The New Personal Web Page:
Essentially today’s personal web site is really about dynamic publishing presented inside a CSS based template. You can write the dynamic publishing system but why reinvent the wheel if you do not have to. Most people would be satisfied with just modifying the default CSS template and tinkering with some of the default publishing features. What I suggest is a hybrid of both static pages and dynamic publishing. The most popular personal publishing system is undeniably WordPress, and there is good reason for this, mostly because it is mature now and easily expandable for most experienced web site designers. But even if you just started coding your own pages in Dreamweaver you should start looking at WordPress and other blogging systems to see what they offer.
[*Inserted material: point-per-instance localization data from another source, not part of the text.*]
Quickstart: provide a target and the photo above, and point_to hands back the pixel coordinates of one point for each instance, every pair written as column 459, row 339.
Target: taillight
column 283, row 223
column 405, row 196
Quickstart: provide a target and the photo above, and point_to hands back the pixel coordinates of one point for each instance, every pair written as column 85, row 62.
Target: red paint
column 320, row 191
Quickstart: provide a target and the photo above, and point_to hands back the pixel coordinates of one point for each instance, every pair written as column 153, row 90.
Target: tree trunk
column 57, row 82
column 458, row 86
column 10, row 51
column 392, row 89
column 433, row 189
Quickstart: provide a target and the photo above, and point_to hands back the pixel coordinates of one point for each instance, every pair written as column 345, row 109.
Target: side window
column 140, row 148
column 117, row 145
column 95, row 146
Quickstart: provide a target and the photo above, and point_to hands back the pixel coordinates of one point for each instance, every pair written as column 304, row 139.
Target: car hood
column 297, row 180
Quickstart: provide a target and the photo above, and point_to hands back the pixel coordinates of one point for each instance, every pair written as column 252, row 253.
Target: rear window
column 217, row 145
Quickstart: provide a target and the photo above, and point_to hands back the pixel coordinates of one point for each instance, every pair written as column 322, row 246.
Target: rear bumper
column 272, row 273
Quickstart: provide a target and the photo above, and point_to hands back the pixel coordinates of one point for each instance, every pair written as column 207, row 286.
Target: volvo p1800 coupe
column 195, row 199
Once you have decided what the blogging system can do best and what it can not do very well, it is time to either add plugins to the blogging system or to use an outside static page or different program altogether to complete the web site functionality. However as you add external features or pages, make sure that you retain the same presentation throughout as much as possible. This does not mean that adding a forum to your site has to completely integrate with your dynamic publishing, but it all has to navigate well and be accessible from your main page. Without a doubt, trying to maintain the presentation of your site, is the most time consuming and hardest part of having a personal web site.
Blogs And Static Sites:
Personal sites are rarely static, but perhaps you do want to create a static site for some reason, then a personal publishing system may be overkill for your needs. In these cases, you do not have to abandon the whole blogging personal publishing concept, you may in fact need to choose a different blogging program, perhaps a simpler program would suffice. The whole idea with using a blog presentation may still apply, you may still want easy navigation, a template that provides a nice layout, etc, but comments and other features may need to be disabled. After learning to rely on a blogging program you may find that even if you do not use a blog for all your web sites, you may still find yourself imitating the layout and navigation features that you have now grown to appreciate.